A Los Angeles businessman was convicted in Utah Monday of criminal charges involving a $1 billion renewable fuel tax credit fraud scheme, the U.S. Department of Justice announced.
Lev Aslan Dermen, also known as Levon Termendzhyan, was found guilty of conspiracy to commit mail fraud and multiple money laundering counts after a seven-week trial in Salt Lake City, according to the DOJ.
Derman faces up to 30 years in federal prison at a sentencing hearing yet to be scheduled, prosecutors said.
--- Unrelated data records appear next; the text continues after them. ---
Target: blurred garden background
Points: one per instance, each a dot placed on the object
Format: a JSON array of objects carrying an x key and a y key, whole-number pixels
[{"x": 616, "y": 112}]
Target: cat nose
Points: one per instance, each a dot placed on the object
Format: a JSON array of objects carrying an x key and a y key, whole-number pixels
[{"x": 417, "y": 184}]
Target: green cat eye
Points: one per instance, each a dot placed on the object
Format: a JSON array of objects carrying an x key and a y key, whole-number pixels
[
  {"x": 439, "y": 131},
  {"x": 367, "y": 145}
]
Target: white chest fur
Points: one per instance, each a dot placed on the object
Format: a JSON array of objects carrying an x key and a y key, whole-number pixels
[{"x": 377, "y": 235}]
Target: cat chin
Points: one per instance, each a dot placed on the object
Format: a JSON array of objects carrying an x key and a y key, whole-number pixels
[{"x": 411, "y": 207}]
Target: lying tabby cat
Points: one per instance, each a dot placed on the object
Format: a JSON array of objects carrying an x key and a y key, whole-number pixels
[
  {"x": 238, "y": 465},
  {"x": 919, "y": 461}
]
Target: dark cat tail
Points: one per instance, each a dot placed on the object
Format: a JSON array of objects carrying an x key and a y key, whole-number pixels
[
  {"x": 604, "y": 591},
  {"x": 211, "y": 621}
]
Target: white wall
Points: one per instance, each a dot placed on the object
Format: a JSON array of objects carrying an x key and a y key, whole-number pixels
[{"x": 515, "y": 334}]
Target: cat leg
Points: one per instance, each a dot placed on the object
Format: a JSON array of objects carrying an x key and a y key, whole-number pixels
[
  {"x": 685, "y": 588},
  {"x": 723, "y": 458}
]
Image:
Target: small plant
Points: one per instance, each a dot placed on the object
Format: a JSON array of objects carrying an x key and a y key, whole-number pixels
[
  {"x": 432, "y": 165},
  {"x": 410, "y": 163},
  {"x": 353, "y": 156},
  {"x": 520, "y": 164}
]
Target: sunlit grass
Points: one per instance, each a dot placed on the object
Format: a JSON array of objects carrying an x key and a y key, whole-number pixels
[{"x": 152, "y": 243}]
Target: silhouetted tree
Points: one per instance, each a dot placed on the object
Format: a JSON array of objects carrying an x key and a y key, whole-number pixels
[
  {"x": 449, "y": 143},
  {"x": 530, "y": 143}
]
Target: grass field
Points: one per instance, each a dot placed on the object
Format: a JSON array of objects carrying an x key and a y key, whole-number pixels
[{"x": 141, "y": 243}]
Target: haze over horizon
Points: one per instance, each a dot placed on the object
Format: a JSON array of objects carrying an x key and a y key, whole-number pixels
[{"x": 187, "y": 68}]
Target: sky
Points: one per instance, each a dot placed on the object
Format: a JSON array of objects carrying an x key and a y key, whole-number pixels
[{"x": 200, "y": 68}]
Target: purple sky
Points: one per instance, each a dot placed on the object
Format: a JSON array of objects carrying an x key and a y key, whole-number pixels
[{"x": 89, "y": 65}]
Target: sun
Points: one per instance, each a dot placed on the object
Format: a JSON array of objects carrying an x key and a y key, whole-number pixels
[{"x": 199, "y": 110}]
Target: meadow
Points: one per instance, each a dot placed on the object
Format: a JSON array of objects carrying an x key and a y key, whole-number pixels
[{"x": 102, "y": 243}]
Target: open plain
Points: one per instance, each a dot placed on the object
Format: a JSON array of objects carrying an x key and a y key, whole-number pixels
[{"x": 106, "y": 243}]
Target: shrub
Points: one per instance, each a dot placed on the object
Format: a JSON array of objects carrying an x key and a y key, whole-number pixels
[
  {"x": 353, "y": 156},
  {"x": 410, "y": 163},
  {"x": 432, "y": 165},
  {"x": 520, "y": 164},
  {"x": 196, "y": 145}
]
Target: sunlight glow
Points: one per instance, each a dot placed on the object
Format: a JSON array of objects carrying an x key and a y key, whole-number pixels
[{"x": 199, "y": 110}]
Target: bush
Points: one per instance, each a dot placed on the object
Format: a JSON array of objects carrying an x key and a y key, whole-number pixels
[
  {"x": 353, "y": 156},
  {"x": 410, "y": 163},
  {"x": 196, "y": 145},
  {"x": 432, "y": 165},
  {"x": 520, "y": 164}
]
Dermen, the owner and operator of several companies, including Beverly Hills real estate firm SBK Holdings USA, was found to have conspired with others to falsely claim more than $1 billion in renewable fuel tax credits from the IRS from 2010 to 2016, federal prosecutors said.
The defendant and his co-conspirators “created and implemented this massive biofuel scheme to fund their greed at the expense of all taxpayers,” said Principal Deputy Assistant Attorney General Richard E. Zuckerman of the DOJ’s Tax Division.
“The conviction should serve as clear notice that we will vigorously prosecute those criminals who engage in any form of tax fraud,” he said.
The biofuel tax credit program was established by the government to promote a clean fuel alternative to traditional fuel options, said Don Fort, chief of IRS Criminal Investigation.
Dermen used his Commerce-based company Noil Energy Group to “conspire to corrupt the biofuel tax credit program in an effort to steal over $1 billion from tax payers and launder the proceeds,” Fort said.